SE-0312: Add `indexed()` and `Collection` conformances for `enumerated()` and `zip(_:_:)`
* Proposal: [SE-0312](0312-indexed-and-enumerated-zip-collections.md) * Author: [Tim Vermeulen](https://github.com/timvermeulen) * Review Manager: [Ben Cohen](https://github.com/airspeedswift) * Status: **Returned for revision** * Implementation: [apple/swift#36851](https://github.com/apple/swift/pull/36851)
Introduction
This proposal aims to fix the lack of Collection conformance of the sequences returned by zip(::) and enumerated(), preventing them from being used in a context that requires a Collection. Also included is the addition of the indexed() method on Collection as a more ergonomic, efficient, and correct alternative to c.enumerated() and zip(c.indices, c).
Swift-evolution thread: Pitch
Motivation
Currently, the Zip2Sequence and EnumeratedSequence types conform to Sequence, but not to any of the collection protocols. Adding these conformances was impossible before SE-0234 Remove Sequence.SubSequence, and would have been an ABI breaking change before the language allowed @available annotations on protocol conformances (PR). Now we can add them!
Conformance to the collection protocols can be beneficial in a variety of ways, for example:
(1000..<2000).enumerated().dropFirst(500)becomes a constant time operation.zip("abc", [1, 2, 3]).reversed()will return aReversedCollectionrather than allocating a new array.- SwiftUI’s
ListandForEachviews will be able to directly take an enumerated or zipped collection as their data.
This proposal also includes the addition of the indexed() method (which can already be found in the Swift Algorithms package) as an alternative for many use cases of zip(::) and enumerated(). When the goal is to iterate over a collection’s elements and indices at the same time, enumerated() is often inadequate because it provides an offset, not a true index. For many collections this integer offset is different from the Index type, and in the case of ArraySlice in particular this offset is a common source of bugs when the slice’s startIndex isn’t 0. zip(c.indices, c) solves these problems, but it is less ergonomic than indexed() and potentially less performant when traversing the indices of a collection is computationally expensive.
Detailed design
Conditionally conform Zip2Sequence to Collection and BidirectionalCollection.
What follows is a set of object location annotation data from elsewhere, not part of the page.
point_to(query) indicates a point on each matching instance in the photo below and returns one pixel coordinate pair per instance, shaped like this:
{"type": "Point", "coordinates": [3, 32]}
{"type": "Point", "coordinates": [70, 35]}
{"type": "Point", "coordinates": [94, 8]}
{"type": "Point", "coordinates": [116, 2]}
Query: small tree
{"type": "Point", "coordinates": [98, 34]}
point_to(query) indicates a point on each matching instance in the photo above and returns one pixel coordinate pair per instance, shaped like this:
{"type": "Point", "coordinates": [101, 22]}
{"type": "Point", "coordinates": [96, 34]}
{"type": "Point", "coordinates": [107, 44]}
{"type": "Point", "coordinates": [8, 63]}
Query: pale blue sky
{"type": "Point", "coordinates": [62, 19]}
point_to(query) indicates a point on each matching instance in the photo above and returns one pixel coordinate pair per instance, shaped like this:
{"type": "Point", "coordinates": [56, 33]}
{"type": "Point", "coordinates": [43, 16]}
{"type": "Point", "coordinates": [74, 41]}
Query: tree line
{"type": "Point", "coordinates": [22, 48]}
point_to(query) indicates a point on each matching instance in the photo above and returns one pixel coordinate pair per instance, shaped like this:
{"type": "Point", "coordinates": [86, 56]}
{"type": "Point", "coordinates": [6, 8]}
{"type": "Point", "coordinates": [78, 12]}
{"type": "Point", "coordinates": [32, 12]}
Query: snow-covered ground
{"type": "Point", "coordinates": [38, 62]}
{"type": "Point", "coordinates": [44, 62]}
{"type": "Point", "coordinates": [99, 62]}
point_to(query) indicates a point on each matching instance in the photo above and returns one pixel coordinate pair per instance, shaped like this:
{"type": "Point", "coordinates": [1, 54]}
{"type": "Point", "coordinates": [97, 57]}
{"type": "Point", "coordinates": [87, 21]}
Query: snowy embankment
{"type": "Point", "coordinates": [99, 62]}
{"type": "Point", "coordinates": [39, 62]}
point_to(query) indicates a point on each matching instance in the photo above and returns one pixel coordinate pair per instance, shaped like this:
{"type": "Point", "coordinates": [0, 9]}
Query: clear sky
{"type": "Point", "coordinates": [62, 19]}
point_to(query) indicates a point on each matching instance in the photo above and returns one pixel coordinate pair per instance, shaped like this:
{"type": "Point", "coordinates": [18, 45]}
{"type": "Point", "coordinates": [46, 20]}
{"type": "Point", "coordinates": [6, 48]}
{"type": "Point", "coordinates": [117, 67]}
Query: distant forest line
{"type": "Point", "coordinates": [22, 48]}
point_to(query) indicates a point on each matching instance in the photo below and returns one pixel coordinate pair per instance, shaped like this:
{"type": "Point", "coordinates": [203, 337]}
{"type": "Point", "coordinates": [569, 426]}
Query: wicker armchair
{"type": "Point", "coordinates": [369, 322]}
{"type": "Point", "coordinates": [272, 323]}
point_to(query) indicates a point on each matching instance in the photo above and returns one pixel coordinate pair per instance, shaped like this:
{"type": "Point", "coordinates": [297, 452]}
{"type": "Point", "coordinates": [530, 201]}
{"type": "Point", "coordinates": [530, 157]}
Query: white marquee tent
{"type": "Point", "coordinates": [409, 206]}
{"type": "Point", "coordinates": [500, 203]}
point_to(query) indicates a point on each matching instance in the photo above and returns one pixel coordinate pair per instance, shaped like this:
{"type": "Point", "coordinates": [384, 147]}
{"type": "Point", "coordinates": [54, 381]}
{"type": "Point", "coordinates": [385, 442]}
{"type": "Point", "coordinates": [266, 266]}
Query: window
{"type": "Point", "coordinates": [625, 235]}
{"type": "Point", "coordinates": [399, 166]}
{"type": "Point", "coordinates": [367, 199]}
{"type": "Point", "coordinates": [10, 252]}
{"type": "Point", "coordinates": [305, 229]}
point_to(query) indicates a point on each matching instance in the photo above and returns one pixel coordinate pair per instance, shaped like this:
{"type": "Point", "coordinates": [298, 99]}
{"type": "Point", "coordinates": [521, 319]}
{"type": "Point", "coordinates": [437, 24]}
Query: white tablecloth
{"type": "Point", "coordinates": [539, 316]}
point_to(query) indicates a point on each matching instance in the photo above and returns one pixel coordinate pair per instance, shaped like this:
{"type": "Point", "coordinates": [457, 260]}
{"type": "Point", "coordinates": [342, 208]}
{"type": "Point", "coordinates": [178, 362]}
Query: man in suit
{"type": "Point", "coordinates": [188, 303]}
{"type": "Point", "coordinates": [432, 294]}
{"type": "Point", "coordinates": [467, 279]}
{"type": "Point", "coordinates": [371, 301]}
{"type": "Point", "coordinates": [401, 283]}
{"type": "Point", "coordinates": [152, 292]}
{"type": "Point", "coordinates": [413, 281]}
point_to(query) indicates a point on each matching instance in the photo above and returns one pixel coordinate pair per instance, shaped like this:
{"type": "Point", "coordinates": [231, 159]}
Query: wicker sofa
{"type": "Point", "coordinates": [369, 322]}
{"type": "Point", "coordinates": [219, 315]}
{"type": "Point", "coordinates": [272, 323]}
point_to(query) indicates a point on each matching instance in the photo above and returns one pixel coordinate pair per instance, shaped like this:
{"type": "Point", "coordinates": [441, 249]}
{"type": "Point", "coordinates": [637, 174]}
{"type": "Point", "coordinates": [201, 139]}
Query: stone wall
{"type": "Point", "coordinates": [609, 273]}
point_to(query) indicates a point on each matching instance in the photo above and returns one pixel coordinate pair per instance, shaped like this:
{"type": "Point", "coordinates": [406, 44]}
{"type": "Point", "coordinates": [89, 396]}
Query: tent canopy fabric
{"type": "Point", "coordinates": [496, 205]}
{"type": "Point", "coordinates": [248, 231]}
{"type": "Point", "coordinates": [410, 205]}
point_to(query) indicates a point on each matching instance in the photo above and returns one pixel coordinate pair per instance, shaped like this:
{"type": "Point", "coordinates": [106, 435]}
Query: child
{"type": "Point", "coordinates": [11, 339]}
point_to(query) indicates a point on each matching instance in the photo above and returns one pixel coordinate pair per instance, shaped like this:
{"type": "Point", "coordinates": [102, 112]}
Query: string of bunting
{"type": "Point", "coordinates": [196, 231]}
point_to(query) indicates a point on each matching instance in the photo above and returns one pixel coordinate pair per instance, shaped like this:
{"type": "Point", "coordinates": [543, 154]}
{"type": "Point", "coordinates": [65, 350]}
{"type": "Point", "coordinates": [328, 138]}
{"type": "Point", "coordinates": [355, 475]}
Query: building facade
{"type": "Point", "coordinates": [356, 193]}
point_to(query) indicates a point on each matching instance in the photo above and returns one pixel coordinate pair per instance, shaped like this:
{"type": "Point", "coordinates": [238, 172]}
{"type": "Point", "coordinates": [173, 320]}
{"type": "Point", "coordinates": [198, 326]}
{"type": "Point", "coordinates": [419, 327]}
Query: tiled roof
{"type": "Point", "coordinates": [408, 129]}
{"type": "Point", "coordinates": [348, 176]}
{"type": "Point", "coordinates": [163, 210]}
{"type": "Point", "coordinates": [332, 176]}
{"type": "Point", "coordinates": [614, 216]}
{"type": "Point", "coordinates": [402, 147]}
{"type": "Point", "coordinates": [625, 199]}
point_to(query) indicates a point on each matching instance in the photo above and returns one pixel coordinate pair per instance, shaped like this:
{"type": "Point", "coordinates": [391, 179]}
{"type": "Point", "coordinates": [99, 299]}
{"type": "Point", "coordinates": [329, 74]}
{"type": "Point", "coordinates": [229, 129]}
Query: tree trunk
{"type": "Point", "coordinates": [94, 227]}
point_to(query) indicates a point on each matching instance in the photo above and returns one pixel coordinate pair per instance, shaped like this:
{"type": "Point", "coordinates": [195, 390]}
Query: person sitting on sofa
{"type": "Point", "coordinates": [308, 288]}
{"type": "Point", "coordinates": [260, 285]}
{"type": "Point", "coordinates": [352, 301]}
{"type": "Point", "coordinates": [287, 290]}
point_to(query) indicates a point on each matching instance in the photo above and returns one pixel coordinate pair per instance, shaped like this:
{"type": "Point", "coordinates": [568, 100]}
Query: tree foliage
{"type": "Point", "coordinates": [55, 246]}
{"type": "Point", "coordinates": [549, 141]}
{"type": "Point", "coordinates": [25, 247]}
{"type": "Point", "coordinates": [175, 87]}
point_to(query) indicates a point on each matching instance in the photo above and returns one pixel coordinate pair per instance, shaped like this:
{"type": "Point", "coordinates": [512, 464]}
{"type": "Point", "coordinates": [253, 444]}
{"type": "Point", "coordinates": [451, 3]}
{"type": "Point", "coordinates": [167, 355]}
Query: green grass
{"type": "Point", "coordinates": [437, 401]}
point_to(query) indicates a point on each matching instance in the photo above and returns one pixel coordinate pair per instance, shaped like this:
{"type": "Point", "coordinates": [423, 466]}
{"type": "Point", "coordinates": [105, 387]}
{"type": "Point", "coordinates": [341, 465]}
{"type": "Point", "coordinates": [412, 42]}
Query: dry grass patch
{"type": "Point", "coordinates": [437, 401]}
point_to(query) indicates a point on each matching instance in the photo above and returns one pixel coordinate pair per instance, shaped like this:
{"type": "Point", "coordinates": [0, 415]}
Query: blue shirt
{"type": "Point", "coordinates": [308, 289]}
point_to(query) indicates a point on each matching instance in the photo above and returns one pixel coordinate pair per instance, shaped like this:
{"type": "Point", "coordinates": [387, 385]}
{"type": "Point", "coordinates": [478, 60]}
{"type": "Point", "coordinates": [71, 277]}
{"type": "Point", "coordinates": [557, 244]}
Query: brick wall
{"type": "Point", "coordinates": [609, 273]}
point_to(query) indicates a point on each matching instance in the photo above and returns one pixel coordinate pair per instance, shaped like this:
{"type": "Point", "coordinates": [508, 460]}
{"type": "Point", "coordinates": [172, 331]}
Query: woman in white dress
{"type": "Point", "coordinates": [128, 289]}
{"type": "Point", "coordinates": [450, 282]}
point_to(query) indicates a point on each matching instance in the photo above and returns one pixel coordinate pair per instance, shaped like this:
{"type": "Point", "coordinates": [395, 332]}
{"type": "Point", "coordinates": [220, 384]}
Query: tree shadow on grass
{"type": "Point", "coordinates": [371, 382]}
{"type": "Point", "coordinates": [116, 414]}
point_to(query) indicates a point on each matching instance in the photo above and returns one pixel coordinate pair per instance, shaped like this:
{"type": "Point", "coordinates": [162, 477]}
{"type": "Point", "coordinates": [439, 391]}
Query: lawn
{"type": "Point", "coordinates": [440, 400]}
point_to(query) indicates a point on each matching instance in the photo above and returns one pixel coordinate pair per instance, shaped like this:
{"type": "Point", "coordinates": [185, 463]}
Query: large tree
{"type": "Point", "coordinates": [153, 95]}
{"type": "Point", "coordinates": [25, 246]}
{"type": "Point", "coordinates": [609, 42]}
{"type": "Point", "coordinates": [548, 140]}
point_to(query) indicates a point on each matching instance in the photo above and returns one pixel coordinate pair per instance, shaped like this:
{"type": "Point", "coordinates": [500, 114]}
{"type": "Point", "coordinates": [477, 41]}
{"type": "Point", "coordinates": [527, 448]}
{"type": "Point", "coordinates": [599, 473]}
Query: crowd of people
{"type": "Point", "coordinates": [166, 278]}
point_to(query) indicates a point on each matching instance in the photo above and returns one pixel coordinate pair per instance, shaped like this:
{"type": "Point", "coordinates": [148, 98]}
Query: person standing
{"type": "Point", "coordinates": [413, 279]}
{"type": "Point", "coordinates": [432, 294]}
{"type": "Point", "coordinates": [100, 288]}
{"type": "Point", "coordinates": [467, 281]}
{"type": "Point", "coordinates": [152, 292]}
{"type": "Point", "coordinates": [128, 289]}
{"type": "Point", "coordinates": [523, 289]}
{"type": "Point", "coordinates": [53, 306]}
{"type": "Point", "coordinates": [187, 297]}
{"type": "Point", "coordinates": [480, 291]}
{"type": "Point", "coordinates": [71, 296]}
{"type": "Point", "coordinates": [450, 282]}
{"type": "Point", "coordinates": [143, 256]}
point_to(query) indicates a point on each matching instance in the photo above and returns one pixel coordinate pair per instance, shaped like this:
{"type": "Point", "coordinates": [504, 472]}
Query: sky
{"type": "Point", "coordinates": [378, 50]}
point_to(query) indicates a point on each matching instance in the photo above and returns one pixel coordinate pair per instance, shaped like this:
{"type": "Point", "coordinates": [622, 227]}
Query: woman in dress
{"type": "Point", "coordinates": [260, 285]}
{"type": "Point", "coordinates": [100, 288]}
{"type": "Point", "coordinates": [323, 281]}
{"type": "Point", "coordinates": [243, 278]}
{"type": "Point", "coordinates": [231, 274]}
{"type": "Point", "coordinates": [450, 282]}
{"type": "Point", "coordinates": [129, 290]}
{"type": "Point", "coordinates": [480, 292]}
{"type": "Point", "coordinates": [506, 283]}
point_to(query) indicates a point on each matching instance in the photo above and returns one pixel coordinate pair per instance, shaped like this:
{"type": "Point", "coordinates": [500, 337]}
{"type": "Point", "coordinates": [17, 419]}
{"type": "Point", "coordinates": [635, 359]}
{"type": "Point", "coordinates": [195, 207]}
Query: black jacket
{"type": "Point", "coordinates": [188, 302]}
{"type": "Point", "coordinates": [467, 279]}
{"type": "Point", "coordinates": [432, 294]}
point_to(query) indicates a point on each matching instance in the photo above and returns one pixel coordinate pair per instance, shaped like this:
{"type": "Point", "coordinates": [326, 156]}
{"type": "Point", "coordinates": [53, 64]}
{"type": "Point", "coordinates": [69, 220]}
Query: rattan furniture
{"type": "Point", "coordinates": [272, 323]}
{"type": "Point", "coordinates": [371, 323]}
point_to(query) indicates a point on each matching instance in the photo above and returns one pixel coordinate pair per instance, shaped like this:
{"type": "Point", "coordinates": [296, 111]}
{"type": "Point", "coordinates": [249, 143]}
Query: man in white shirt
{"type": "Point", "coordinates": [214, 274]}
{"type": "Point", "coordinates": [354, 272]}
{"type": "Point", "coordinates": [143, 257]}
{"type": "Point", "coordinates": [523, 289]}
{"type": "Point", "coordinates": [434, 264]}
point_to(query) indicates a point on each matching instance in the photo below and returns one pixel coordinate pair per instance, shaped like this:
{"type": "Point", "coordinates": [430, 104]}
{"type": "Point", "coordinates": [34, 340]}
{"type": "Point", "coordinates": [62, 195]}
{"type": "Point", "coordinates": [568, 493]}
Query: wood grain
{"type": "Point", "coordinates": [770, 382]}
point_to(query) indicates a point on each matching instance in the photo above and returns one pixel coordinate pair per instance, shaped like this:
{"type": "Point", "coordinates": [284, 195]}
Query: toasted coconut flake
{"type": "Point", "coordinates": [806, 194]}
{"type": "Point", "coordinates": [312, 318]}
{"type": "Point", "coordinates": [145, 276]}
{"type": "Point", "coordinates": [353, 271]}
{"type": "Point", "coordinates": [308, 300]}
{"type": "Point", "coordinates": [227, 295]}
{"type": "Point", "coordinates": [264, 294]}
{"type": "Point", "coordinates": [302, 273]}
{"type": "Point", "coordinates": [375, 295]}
Note: OS version 9999 is a placeholder and will be replaced with whatever actual OS versions this functionality will be introduced in.
@available(macOS 9999, iOS 9999, watchOS 9999, tvOS 9999, *)
extension Zip2Sequence: Collection
where Sequence1: Collection, Sequence2: Collection
{
// ...
}
@available(macOS 9999, iOS 9999, watchOS 9999, tvOS 9999, *)
extension Zip2Sequence: BidirectionalCollection
where Sequence1: BidirectionalCollection, Sequence2: BidirectionalCollection
{
// ...
}Add a zip(::) overload that returns a random-access collection when given two random-access collections.
@available(macOS 9999, iOS 9999, watchOS 9999, tvOS 9999, *)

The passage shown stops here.